Neither of the models presented above considers the language constraints on a puzzle solution, namely that each word "answer" the associated clue.  To do so would require not only a complete semantic database (such as WordNet), but also a system which could parse the clues and generate queries into the database; this is beyond the scope of this project, although it could be added by inserting an additional constraint, whether in the set of constraints for the first approach, or as a check in the scanning stage of the second approach.

A somewhat more limited use of natural-language processing, however, could be of more immediate use.  In most puzzles, clues and their answers fill the same syntactic role.  For example, if the clue is a noun phrase, the solution is usually a noun; verb phrases and verbs similarly.  If the clues were run through a syntactic analyzer such as CASS, it should be possible to generate part-of-speech hints (or constraints, depending on one's degree of confidence in this rule)

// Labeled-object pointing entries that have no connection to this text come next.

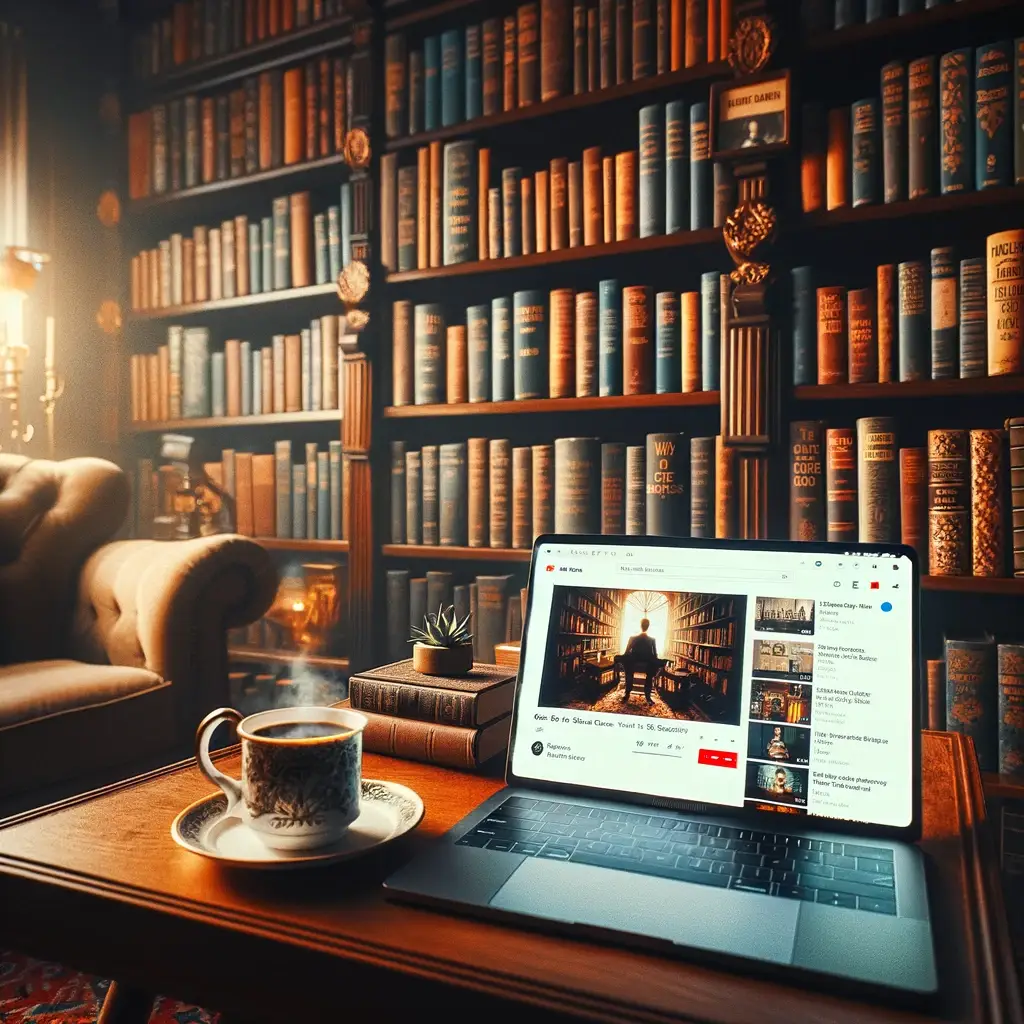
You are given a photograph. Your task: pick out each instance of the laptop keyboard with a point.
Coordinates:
(847, 875)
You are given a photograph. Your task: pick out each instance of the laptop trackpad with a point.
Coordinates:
(707, 918)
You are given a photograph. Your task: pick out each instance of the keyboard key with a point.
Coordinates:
(876, 905)
(834, 898)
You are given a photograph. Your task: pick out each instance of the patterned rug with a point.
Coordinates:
(37, 992)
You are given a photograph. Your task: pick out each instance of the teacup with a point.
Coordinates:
(300, 772)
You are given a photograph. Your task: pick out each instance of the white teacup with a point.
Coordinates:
(300, 772)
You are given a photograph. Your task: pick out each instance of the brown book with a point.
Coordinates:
(435, 193)
(478, 518)
(689, 317)
(838, 159)
(301, 221)
(541, 211)
(574, 197)
(522, 503)
(232, 377)
(593, 197)
(559, 203)
(638, 341)
(457, 380)
(422, 208)
(988, 502)
(626, 177)
(913, 499)
(561, 373)
(863, 346)
(832, 336)
(294, 116)
(948, 503)
(263, 496)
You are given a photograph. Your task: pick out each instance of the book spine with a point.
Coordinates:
(914, 349)
(877, 480)
(993, 115)
(948, 503)
(956, 140)
(807, 481)
(989, 487)
(667, 506)
(530, 345)
(578, 481)
(945, 314)
(609, 327)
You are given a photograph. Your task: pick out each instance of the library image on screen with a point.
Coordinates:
(655, 653)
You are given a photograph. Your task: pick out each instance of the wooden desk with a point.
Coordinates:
(96, 882)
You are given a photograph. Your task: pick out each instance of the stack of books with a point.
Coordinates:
(459, 722)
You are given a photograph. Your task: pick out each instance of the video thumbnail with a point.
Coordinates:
(779, 783)
(783, 659)
(778, 742)
(659, 653)
(774, 700)
(784, 614)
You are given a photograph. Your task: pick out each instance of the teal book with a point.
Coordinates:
(283, 487)
(453, 78)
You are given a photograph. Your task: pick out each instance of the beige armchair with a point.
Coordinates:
(110, 652)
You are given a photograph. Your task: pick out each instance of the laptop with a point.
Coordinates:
(715, 750)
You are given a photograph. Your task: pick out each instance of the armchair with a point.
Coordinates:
(110, 652)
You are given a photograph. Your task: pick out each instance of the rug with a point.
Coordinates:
(39, 992)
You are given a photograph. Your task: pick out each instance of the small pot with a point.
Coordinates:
(442, 660)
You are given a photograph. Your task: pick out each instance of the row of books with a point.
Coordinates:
(276, 119)
(444, 211)
(941, 126)
(564, 344)
(951, 500)
(296, 373)
(542, 51)
(272, 497)
(289, 249)
(201, 30)
(935, 320)
(485, 494)
(978, 689)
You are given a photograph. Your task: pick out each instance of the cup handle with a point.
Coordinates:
(230, 786)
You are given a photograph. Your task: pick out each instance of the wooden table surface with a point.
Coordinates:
(97, 883)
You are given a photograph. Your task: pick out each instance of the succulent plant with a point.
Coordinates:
(442, 630)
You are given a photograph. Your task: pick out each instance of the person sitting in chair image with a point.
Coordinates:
(641, 651)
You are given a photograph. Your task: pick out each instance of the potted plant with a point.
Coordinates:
(443, 646)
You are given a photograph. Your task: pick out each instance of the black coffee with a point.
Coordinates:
(299, 730)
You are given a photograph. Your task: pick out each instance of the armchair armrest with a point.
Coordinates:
(167, 606)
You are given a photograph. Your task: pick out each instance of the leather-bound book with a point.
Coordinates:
(807, 480)
(913, 499)
(948, 503)
(989, 488)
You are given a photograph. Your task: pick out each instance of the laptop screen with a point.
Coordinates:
(768, 679)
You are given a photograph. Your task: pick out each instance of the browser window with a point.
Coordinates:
(778, 680)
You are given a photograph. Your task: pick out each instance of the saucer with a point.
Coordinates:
(387, 810)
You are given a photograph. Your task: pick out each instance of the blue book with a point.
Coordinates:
(431, 83)
(711, 354)
(474, 70)
(609, 337)
(502, 388)
(453, 87)
(677, 167)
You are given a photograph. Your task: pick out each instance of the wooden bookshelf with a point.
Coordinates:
(443, 553)
(232, 422)
(239, 302)
(657, 243)
(652, 83)
(607, 403)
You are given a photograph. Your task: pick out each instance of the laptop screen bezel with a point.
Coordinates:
(763, 819)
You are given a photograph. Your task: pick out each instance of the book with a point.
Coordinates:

A basic crossword-solving algorithm

A large part of the research on this project centered around the creation and refinement of the following algorithm for filling in a crossword grid (under the character-based model described above).  It takes as input a grid and  a word list; with minor variations, the same algorithm can be used either to solve a puzzle (in which case the grid is input with "stops" already in place, and the word list is (possibly a subset of) the dictionary) or to generate a puzzle solution (in which case the grid is initially empty and the word list contains the words to fill into the grid).

Note that a subgrid, as used in the algorithm, is a section of the grid space whose upper left square is the first letter of both its horizontal and vertical words; the subgrid then extends to all squares which are part of words which intersect either the horizontal or vertical word starting from the initial position.


While the algorithm above is believed to be correct, it is extremely inefficient due to the complexity of the problem.  Heuristics, such as considering only a subset of the dictionary (trimmed at the longest word in the puzzle, for instance) or the part-of-speech heuristics mentioned above can be used to reduce the number of possibilities which must be considered, but the algorithm is still at least polynomial time.

In addition, simple tasks like loading a complete dictionary can be time-consuming: on the author's machine (a Pentium-90), loading /usr/dict/words into the in-memory data structure took in excess of 20 minutes.  (I am aware that running the algorithm on a full /usr/dict/words would take an exorbitant amount of time; it is provided only for reference, and as an example of one of my earlier (foolish) experiments in this project).

Finally, I do not yet have a working implementation of this algorithm, in large part because its time constraints make running test cases fairly difficult.  A pen and paper implementation, however, shows that it should work.


Although an algorithm does exist to solve and generate crossword puzzles using constraint propagation, its time and space complexity is at least polynomial.  Future work, therefore, should focus on either finding a linear time algorithm (which I believe to be unlikely) or on heuristics to reduce the search space; as indicated above, the use of natural language rules to partition the dictionary might be one of the more promising ways of doing so.